Tidak lama kemudian Bryan menarik tubuhku hingga terjatuh kembali dalam dekapannya. Ia lantas menenggelamkan wajah sejenak di leherku, menghirup dalam-dalam aromaku, sebelum berbisik kecil di telingaku. "You're my only cure when I'm stressed out, babe."
Nafas hangat Bryan di leher membuatku menggelinjang sangat kegelian. Tapi begitu bisikan tersebut menghampiri telingaku, aku seketika bergeming akibat membungkam diri.

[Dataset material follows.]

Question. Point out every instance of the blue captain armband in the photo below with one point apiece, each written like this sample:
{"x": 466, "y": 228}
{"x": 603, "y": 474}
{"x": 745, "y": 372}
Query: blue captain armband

"Is everything alright? Apa ada sesuatu terjadi, Bryan?" tanyaku begitu Bryan melepaskan dekapan tersebut. Mengikuti intuisi, kedua tanganku lalu memegang wajah Bryan.
"Sepele, Sayang. Tidak usah terlalu dipikirkan, sekedar kerjaan di kant—"
Tidak ingin Bryan melanjutkan kalimat tersebut, langsung saja aku memotong dengan mencuri kecupan singkat di bibir Bryan.
"Mungkin aku kehilangan ingatan. Tapi mulai sekarang segala tentang kamu itu sama sekali bukan hal sepele untuk aku."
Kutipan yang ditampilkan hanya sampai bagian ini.